Et puis, elle était allée s’échouer sur l’un des premiers bancs. Là, retirant tout au dedans d’elle sa pensée, elle s’absorba en de bien douloureuses réflexions.

Pendant ce temps, le tramway filait. Une jeune fille maquillée, à la pose hiératique, vint réclamer à Georgine une part de la banquette que celle-ci avait d’abord occupée seule. Et le tramway court toujours vers la ville.

Bien des regards effleurent Georgine qui n’est pas désagréable à voir et dont l’évidente préoccupation intrigue ces citadins toujours en quête d’émotion à fleur de peau. Mais la jeune fille ne se rend compte de rien car maintenant un tumulte fou emplit son âme et son cerveau et son cœur lui fait l’effet d’être « lourd comme l’Asie et ses palais de marbre. »

En y mettant une énergie surhumaine, elle parvient encore à retenir ses larmes, mais il lui est impossible de dégager son esprit. Toujours, il revient à la malheureuse vision de tout à l’heure — ce passant cheminant dans la rue solitaire — et autour de cette apparition, comme des mouches vénéneuses, volète tout un essaim de perspectives sombres et même affolantes.

C’en est fait : une larme a réussi à pousser plus loin que les autres et Georgine la sent qui va choir. Cette fois, la jeune fille prend contact avec la foule curieuse qui l’entoure et, sa fierté s’insurgeant, elle ne veut pas que la larme tombe. Elle en tentera plutôt l’escamotage. Si ce soin pouvait, en la distrayant momentanément de son chagrin, lui rendre un peu de sang-froid.

Usant d’un subterfuge, Georgine porte plusieurs fois sa main à son visage ; elle replace une mèche de cheveux, effleure du doigt son front, puis, d’un geste qu’elle veut tout aussi naturel, elle touche enfin le bord de sa paupière. La larme s’écrase sur son doigt.

L’honneur est sauf ! D’un coup d’œil jeté au dehors, Georgine réalise qu’on approche de la rue Ste-Catherine. L’attente, dans l’air froid, du second tramway à prendre, achèvera de la remettre et, dans quelques minutes, elle pourra pleurer sans honte, entre les quatre murs de sa chambre.

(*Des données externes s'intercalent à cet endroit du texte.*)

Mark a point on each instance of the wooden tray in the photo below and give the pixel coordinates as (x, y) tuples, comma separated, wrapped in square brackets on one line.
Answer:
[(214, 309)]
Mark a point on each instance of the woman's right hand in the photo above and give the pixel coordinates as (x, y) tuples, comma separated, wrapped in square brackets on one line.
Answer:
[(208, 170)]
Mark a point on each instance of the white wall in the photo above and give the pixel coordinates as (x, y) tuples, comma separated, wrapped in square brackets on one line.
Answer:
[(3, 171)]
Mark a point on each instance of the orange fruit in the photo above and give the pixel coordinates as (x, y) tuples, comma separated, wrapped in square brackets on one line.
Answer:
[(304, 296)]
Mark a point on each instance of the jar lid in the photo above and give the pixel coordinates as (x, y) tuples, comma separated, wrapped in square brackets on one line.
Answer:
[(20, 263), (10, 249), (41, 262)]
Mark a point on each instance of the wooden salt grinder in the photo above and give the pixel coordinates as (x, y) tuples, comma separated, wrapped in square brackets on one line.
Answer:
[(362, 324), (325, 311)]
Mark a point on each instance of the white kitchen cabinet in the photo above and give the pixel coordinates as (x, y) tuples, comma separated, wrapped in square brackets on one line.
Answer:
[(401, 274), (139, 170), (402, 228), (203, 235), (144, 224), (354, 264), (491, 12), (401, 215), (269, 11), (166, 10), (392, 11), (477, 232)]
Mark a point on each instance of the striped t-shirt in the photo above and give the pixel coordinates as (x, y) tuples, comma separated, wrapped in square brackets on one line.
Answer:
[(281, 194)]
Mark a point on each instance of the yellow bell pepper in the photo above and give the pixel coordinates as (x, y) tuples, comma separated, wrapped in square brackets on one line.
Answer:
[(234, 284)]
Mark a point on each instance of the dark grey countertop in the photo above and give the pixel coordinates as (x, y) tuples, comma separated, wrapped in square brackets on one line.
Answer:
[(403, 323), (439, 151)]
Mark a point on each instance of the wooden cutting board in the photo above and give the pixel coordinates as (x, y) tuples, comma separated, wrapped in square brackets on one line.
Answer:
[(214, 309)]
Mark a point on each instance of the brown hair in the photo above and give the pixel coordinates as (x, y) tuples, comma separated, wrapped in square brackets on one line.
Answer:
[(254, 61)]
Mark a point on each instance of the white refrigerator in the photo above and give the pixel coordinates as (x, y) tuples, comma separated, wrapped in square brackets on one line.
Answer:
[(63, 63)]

Sans que Georgine s’en doutât, Jacques Mailiez avait pris le tramway en même temps qu’elle. Il avait entendu la phrase d’adieu à la marraine et, fort troublé, il s’était placé un peu en arrière de sa Faverol d’autrefois. Il n’avait plus, ensuite, quitté des yeux la silhouette élégante. À l’irrésistible compassion de son cœur, il s’était vite tenu pour assuré que la jeune fille souffrait et que c’était à cause de lui.

L’incident de la larme survenant en final avait mis le comble à son émotion.

— Morbleu ! avait-il fait, à voix presque haute et en tiraillant sa petite moustache, morbleu !

Et tout un plan s’était échafaudé dans sa tête.